Вышел я от него, но направился не к рынку, а к сантехнику Николаю, с которым я был знаком с тех пор, как он стал обслуживать наши дома. Рассказал я ему, зачем мне деньги нужны.
- Лечить своих наркоманов хочешь. А я бы не лечил. Плюнул бы на них. Как хотят, так пусть и живут. Ну, это твоё дело. Будешь со мной работать, - сказал Николай. – Ни хрена ты, конечно, в сантехнике не соображаешь, но вдвоём веселее.
- А как же с деньгами? Делиться что ли будешь?
- Пробью для тебя.- Он подумал. – Младшим сантехником сделаю.
В это время по улице проходила немногочисленная похоронная процессия. Взрослых было мало. В основном тянулась молодёжь, похихикивая и громко разговаривая.
- Кого, - спросил я.
- Не пойму я жизнь, - зло ответил Николай. - Скуривалась она или что-то правильно делает. Не пойму. Ты знаешь...
Эту историю я передам не словами Николая, а своими. В словах Николая было много таких слов, что я бы вписал их в энциклопедический словарь. Не потому, что они существуют в нашей жизни, а для того, чтобы ими высветить нашу жизнь в полном объёме. Я ведь ещё держусь «правильных» слов, а пора бы перейти и на неправильные. Останавливает только одно. Матом душу облегчишь, а нужное дело ими не слепишь, а в злости хорошее и доброе закопаешь.

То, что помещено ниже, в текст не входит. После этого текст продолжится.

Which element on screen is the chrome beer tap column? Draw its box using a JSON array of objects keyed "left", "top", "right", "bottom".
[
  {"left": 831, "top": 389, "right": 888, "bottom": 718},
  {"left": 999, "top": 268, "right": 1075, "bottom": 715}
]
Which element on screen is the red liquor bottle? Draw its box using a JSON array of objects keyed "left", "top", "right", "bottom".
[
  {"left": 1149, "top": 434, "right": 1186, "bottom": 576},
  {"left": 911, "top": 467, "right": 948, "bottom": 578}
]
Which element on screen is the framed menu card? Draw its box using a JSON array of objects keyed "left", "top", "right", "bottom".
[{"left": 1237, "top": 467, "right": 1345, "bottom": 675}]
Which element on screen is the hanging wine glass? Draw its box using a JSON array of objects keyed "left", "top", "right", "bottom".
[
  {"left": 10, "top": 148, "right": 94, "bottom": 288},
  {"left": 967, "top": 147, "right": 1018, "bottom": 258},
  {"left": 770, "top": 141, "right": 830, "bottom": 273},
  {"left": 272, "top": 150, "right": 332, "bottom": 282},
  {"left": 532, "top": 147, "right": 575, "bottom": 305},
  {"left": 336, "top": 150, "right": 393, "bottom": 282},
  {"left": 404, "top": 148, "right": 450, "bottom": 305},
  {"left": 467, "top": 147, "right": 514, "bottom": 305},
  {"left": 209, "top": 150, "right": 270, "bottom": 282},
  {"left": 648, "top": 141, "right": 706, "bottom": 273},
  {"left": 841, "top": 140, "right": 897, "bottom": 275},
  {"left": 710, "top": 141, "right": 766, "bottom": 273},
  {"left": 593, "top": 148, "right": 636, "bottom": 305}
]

- 2. Когда смерть всё время рядом.
Сто двадцать тысяч рублей, которые она хранила десять лет, наконец, нашли своё применение. А десять лет назад от рака умер её муж – таксист, оставив одну с тридцатилетним сыном. В тот же год, каждый месяц она откладывала по десять тысяч со своей зарплаты медсестры, пока не накопила сто двадцать тысяч рублей, которые она, завернув в тетрадный клеточный лист и перетянув резинкой, спрятала в диване под матрацем.
Удивительным для неё было то, как она смогла прожить десять лет и не умереть, зная, зачем она собирала эти деньги. Они каждую ночь жгли её голову, нагоняли бессонницу и заставляли бешено колотиться сердце. Часто ночью она вставала, уходила на кухню и ставила перед собой зеркало, в котором появлялся муж. Он не мог говорить, откуда он приходил там царило безмолвие. Он знал её беду, но ничем не мог помочь, но она была благодарна ему, что он не забывал её. Он уходил с рассветом, но в последние годы он перестал появляться.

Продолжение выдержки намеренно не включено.